The alternative to having both drives connected to your laptop at the same time is to have them connected to someone's desktop PC or Mac at the same time.
It's times like these that having richsadams around really came in handy--he already knew all of this stuff from experience.
The Seagate ST32000641AS.
I do have access to a PC at work which I should be able to use for this if it makes it easier. I think most PCs have provision to connect another slave/hard drive internerally (in addition to the main drive) using the sata cable. So, do you think it will work if I 'remove' the existing 'main' drive from PC, connect the original TIVO drive AND the new 2TB drive to this PC, boot it up using the JMFS live CD and follow the prompts?? Once I'm done with my job, remove both the drives and I put back the main drive into the PC. Anything wrong with what I'm saying?? Please advise. Thanks.
If you're going to use a PC at work, make sure it doesn't have a GigaByte brand motherboard and that you can open it up without getting fired.
(If it does have a GigaByte board, there are precautions to be taken)
You should disconnect the SATA data cable from the work PC's hard drive to protect it from any "ooopsies", and you can use it and the power cable for one of the drives. You shouldn't actually remove the drive, just disconnect the cables and do the work with your 2 hard drives lying on the table next to the open case and an armed guard nearby to keep everyone else away from it.
You'll need a power and data cable for the other one, and you can't use the CD or DVD drive's, because you have to use it to boot from the jmfs cd.
The PC may have unused power connectors, but very likely won't have an unused SATA data cable inside, even if it has an unused SATA header on the motherboard.
So basically you're going to need to open it up and see what you've got to work with one day and then maybe do the actual work the next after picking up some cables.
What you could possibly do is hook up one drive with the cables the PC's drive uses and hook up the other drive via some sort of USB connection, depending on what you get your hands on.
If it's a "brand" PC, like Dell, Compaq/HP, etc, it won't have a GigaByte board, but if it was put together at a screwdriver shop it might.
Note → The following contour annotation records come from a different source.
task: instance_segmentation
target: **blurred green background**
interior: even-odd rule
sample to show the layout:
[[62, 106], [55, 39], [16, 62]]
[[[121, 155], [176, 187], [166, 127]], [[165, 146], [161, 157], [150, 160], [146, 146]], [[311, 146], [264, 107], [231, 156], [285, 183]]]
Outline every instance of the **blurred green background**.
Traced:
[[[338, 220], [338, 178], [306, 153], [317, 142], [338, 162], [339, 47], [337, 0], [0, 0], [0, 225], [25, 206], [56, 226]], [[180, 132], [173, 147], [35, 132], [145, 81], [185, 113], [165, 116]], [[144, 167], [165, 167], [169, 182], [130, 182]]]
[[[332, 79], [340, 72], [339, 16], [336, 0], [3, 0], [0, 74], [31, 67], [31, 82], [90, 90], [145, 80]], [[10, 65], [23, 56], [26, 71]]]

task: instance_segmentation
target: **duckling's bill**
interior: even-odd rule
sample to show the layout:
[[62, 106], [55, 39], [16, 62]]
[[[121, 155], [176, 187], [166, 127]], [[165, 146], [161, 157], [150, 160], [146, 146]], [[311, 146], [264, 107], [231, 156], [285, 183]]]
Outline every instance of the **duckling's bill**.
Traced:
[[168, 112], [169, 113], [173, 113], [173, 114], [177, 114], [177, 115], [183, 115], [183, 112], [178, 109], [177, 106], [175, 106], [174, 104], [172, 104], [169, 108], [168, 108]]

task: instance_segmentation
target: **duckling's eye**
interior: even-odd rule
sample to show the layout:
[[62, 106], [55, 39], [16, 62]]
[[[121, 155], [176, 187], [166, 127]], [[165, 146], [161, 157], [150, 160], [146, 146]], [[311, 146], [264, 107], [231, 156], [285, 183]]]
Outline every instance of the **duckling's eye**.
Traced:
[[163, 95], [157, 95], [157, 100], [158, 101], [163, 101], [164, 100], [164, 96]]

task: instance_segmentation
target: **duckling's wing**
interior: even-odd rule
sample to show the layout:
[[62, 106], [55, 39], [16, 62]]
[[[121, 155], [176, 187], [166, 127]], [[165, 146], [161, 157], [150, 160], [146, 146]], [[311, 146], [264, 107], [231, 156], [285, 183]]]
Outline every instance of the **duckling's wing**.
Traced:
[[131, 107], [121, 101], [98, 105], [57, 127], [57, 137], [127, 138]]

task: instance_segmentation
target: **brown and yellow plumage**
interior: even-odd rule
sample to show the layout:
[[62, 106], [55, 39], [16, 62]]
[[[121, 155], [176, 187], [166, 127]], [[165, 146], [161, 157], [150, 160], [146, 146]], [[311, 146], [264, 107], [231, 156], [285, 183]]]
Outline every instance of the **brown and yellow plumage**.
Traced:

If it does, the first hard drive it "sees" when it first boots up, almost certainly the one it boots from that has Windows on it, will have to remain connected to keep the board from trying to put a Host Protected Area on any other hard drive that gets attached. It does this to have a place to put some sort of backup on, but it does it without warning or notice and there's no way to turn it off in the BIOS settings. This will either screw up an already formatted drive, or steal space at the end of an unformatted one.
Also you need to go into the BIOS and make sure it's set to boot from cd before it boots from a hard drive, and if it's not you need to remember to change it back to the way it was when you're done.